Фиса явно собиралась с силами, чтобы достойно ответить своему жениху. Шантель увидел, что Коля идет к нему, и снял наушники. Лицо у солиста было несчастное.

— Все, не могу больше!

— Ну-ну. Терпи. Ты же ее любишь.

— Но она все время только глупости говорит!

— Фиса еще ребенок, — усмехнулся Лев Антонович.
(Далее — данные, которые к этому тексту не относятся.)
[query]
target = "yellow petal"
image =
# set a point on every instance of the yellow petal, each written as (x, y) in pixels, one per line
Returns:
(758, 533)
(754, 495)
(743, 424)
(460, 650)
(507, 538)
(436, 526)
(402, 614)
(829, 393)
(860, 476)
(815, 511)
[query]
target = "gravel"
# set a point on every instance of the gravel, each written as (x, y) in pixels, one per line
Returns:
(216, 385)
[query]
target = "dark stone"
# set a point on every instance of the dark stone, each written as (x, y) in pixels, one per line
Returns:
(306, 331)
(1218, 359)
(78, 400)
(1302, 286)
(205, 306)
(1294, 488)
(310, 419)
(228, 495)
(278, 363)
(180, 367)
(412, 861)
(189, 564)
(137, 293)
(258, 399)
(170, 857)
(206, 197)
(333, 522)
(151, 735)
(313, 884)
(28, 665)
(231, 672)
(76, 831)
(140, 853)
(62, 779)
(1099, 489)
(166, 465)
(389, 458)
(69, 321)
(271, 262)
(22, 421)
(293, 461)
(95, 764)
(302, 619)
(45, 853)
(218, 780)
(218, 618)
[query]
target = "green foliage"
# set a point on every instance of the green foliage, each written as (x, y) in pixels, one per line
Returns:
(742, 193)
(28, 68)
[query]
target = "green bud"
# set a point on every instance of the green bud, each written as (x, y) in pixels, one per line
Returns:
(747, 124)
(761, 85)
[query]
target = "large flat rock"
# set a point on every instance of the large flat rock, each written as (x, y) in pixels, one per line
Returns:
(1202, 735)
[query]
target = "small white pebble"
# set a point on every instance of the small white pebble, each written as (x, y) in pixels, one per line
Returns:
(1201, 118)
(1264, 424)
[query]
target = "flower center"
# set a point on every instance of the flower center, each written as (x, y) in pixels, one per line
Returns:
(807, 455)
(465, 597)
— Как же я появлюсь с ней на презентации нового альбома? Что, она при всех будет звать меня Кокошей?

— Скажи, чтобы не звала.

— Как будто она послушает!

— Ну не бери с собой.

— Вы что, Фису не знаете? Скандал устроит. Бредит звездной жизнью, спит и видит себя среди знаменитостей. Если я не женюсь, грозится пойти к репортерам и рассказать, как я соблазнил несовершеннолетнюю девушку.

— Ну так женись.

— Лев Антонович!

— Что — Лев Антонович? Лев Антонович! Ведь я тебе говорил!

— Я не знаю, что делать! Мне уже не до музыки! Я сочинять не могу! Я петь не могу!

Шантель встал, хлопнул в ладоши:

— Все, работать, работать! Ребята, по местам!

Но дело сегодня не шло. Эдик сидел на стуле рядом с Фисой, все время с ней перешептывался, и девушка глупо подхихикивала. Леля косилась на них и улыбалась.

— Можно меня не отвлекать? — сорвался Коля.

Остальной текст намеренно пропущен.